Como pertenço àquela ala radicalmente oposta à religião e à crença no metafísico, vou me limitar a publicar aquilo de mais relevante e ponderado, que nestes últimos dias, andei lendo sobre o assunto. Faço isso para não polemizar, pois tenho baixa tolerância com a hipocrisia e pouco polimento com as palavras. Ademais, o caso da menina de Alagoinhas e os desdobramentos que se deram em Olinda e no Recife, para mim, foram por demais devastadores. Também tenho uma filha, adolescente, devo lembrá-los.
Pois bem, deixo para a reflexão de vocês a lambida que dei na boa abordagem do caso feita pelo Kennedy Alencar, mas, se for provocado, não hesitarei em dar uma boa resposta.
É justo questionar dogmas católicos
Kennedy Alencar - 07/03/2009
A Igreja Católica é composta por homens e mulheres de carne e osso. Como toda instituição viva, seus dogmas merecem contestação de quem pertence aos seus quadros, de quem já pertenceu e de que não pertence. Os de fora têm o direito de opinar sobre as decisões de uma instituição poderosa e que influencia o debate público no mundo inteiro.
No Brasil, há separação entre Estado e igreja. Apesar disso, os religiosos se julgam no direito de criticar decisões legais, como o aborto de uma criança de 9 anos que foi estuprada. Ora, se podem meter o bedelho nas regras do Estado laico e democrático, podem também ouvir críticas aos seus dogmas.

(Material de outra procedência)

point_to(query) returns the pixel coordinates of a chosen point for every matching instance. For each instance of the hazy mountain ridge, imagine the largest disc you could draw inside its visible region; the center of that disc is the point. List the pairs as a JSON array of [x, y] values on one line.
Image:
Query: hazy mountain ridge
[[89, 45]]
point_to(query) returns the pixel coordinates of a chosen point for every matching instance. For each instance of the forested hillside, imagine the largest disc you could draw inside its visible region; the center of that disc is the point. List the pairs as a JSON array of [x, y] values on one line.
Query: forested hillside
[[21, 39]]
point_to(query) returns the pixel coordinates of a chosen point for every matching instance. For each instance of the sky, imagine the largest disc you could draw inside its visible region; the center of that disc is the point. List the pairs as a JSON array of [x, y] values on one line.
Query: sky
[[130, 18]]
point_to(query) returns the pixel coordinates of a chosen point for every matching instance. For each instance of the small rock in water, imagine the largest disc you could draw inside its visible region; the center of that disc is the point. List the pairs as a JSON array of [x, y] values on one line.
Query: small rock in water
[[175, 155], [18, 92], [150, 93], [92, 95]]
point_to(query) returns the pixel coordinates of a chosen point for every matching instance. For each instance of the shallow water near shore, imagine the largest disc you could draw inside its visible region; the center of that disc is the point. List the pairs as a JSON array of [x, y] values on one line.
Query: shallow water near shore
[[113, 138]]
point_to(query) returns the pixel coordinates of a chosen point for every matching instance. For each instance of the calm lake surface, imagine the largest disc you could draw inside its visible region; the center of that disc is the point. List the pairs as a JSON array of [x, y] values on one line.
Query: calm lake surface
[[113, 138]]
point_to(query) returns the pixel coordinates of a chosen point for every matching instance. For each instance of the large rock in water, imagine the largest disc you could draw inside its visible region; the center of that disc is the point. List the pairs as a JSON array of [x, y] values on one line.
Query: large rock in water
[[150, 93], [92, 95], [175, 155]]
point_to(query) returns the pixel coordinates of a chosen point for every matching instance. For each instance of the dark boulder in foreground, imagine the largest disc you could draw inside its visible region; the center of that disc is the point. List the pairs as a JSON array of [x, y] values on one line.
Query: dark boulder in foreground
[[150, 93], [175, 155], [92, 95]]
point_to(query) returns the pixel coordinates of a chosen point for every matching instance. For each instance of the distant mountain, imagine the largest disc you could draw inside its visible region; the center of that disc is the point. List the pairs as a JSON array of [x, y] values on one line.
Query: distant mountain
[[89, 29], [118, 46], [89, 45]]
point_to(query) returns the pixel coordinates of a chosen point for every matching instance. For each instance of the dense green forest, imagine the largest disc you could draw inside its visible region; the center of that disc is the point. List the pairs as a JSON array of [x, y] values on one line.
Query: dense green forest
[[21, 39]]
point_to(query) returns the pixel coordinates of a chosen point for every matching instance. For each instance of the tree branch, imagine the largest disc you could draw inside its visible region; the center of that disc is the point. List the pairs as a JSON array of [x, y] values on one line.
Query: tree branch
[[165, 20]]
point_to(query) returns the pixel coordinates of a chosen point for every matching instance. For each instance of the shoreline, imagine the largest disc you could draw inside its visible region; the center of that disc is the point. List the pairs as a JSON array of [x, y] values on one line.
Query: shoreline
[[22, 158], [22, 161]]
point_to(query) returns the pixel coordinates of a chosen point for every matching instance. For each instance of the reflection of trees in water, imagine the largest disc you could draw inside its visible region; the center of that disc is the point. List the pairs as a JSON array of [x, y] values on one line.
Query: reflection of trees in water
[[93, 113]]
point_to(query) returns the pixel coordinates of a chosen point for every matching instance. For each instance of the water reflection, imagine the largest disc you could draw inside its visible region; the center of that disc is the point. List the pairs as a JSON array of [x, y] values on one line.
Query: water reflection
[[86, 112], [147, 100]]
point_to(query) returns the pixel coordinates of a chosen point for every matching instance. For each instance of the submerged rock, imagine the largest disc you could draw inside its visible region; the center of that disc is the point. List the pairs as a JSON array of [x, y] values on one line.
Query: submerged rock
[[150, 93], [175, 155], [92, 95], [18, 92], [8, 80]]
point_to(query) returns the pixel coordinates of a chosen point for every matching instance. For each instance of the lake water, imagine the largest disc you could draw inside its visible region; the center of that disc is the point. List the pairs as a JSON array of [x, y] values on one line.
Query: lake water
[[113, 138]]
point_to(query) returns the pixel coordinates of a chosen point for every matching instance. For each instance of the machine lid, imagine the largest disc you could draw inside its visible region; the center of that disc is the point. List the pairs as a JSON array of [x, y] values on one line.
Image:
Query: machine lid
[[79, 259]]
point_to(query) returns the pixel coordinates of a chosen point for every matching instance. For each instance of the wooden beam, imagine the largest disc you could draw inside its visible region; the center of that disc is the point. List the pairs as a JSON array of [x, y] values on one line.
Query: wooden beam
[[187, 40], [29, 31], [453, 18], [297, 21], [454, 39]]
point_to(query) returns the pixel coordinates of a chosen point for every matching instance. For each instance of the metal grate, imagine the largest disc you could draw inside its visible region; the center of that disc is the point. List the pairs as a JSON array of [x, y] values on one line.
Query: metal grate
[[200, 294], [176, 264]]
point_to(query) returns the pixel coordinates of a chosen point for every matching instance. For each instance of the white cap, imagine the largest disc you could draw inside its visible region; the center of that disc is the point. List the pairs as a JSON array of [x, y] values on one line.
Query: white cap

Nesse contexto, é absurda a excomunhão dos médicos e da mãe da menina estuprada pelo padrasto. Pior, o arcebispo de Olinda e Recife, dom José Cardoso Sobrinho, disse que aborto é pior do que estupro. Os idiotas da subjetividade vão dizer que é assunto da Igreja Católica e ponto final. No direito canônico, o aborto é mais grave que o estupro. Quem é católico que se acomode, e os incomodados que se retirem.

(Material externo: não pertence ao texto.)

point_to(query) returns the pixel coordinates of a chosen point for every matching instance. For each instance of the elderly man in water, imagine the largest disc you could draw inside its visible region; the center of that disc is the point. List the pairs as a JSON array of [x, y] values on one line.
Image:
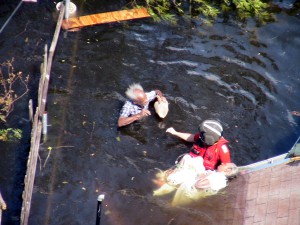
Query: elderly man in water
[[136, 107]]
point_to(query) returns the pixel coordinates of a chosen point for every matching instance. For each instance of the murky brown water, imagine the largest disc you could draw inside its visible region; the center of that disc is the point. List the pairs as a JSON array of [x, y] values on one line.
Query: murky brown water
[[245, 76]]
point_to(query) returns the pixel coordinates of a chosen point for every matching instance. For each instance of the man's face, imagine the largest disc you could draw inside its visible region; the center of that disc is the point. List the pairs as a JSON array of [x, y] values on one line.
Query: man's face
[[141, 98]]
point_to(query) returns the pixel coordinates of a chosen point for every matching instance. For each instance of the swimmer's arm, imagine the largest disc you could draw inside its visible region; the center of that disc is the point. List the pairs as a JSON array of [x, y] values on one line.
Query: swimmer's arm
[[185, 136]]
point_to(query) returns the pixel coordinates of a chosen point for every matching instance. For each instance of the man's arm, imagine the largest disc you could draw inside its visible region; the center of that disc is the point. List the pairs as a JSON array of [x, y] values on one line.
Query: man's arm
[[185, 136], [123, 121]]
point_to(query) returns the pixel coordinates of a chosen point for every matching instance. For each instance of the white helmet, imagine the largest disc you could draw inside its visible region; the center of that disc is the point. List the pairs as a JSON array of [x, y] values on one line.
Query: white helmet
[[212, 131]]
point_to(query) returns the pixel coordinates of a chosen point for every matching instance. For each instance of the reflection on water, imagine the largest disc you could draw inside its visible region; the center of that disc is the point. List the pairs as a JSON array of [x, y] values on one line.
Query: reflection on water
[[245, 76]]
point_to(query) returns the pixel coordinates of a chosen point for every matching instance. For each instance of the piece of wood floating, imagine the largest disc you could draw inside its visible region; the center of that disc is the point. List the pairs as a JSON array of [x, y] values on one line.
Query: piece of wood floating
[[108, 17]]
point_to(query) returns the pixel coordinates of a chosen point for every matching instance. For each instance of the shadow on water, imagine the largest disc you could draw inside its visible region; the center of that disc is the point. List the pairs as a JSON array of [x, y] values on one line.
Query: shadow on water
[[245, 76]]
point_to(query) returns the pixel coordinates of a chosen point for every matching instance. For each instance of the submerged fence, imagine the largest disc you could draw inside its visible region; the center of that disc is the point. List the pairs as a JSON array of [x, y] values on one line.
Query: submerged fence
[[37, 123]]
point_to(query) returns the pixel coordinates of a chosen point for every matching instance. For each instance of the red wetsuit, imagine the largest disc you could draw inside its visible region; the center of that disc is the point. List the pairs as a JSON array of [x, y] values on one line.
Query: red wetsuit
[[213, 155]]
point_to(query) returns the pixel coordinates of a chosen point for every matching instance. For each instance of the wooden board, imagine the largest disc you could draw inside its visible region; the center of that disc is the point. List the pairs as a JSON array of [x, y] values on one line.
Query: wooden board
[[101, 18]]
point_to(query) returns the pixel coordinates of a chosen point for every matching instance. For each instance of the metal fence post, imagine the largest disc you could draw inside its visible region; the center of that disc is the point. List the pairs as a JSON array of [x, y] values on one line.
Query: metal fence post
[[100, 199]]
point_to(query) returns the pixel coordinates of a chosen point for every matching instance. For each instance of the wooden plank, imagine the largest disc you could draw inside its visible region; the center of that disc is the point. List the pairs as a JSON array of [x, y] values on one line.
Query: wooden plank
[[101, 18]]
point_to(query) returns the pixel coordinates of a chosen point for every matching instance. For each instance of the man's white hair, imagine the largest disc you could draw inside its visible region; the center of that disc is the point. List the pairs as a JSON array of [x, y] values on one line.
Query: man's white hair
[[130, 92]]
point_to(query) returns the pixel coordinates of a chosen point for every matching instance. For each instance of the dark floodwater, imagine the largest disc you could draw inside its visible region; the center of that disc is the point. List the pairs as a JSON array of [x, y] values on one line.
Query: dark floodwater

Esse discurso serve a um conservadorismo anacrônico que afasta cada vez mais a Igreja Católica do cotidiano de seus seguidores. É um erro considerar um meio católico ou um mau católico quem apoia a decisão de abortar nas circunstâncias em que se encontrava a menina de 9 anos. Ela pesa 30 quilos. Sua gravidez poderia matá-la. A lei brasileira permite aborto em caso de estupro e quando a vida da gestante está em risco.

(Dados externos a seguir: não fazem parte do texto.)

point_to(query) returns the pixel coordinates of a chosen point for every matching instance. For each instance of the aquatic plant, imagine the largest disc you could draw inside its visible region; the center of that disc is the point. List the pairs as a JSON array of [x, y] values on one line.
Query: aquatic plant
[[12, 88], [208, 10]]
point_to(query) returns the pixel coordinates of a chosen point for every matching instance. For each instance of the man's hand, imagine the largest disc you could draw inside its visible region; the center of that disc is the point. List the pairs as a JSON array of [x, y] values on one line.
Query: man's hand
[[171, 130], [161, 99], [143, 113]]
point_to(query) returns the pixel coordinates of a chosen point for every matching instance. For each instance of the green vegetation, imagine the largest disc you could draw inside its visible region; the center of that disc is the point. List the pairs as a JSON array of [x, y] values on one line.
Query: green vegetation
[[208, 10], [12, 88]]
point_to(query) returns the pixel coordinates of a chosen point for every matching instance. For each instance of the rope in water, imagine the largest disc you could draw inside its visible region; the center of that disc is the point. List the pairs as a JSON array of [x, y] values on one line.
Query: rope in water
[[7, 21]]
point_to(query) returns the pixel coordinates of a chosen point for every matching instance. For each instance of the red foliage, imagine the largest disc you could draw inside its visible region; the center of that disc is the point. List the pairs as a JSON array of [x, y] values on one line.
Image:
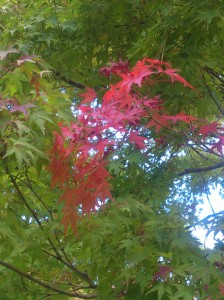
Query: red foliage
[[81, 152]]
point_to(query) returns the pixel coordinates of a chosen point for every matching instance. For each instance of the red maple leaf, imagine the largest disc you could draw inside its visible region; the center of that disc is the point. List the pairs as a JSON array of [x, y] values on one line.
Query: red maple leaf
[[206, 129], [180, 117], [89, 95], [138, 140]]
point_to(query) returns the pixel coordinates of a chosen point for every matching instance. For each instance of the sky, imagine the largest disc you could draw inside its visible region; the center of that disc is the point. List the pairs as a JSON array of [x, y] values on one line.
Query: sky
[[204, 210]]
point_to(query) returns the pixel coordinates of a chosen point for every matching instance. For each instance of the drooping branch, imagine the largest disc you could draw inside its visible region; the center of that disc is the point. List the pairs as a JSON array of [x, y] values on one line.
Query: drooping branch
[[57, 255], [202, 169], [69, 81], [44, 284]]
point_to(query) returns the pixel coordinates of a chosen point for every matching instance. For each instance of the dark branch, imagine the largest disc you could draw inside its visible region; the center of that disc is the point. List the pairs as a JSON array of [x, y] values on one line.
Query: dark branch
[[57, 255], [202, 169], [44, 284], [69, 81]]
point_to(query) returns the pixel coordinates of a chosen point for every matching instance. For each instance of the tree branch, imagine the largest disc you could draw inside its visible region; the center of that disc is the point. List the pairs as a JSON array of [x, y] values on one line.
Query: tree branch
[[44, 284], [69, 81], [202, 169], [57, 255]]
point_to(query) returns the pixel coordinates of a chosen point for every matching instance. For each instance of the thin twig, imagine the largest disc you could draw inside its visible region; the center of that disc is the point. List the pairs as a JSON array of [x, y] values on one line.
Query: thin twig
[[44, 284], [202, 169]]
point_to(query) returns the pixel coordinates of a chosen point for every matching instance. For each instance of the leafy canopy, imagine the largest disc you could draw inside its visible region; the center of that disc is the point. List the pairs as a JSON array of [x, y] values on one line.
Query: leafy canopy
[[111, 148]]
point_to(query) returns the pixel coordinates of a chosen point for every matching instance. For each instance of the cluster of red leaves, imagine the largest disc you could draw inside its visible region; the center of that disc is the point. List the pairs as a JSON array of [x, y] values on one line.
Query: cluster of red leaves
[[81, 152]]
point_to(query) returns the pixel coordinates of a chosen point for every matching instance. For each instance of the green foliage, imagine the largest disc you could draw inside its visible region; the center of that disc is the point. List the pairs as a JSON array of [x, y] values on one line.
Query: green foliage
[[138, 246]]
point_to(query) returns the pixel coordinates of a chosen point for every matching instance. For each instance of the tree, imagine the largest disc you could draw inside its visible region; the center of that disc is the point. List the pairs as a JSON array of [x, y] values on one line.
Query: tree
[[104, 154]]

Há outro agravante: a menina é de uma região pobre do Nordeste, na qual o peso dos valores religiosos é maior do que em outras partes do Brasil. Uma condenação da Igreja Católica soa a uma espécie de sentença de morte religiosa.
É uma pena que a Igreja Católica tenha abandonado a opção preferencial pelos pobres. O homem que deu início à caminhada dessa instituição milenar teria reparos a fazer à turma de Bento 16.
Mais debate
A briga é meio perdida, mas é preciso discutir a ampliação do direito ao aborto num país em que isso é questão de saúde pública. A mulher deve ter o direito de decisão. Legalizar mais amplamente o aborto, com limite até determinado tempo de gestação, não vai obrigar ninguém a tirar filho da barriga.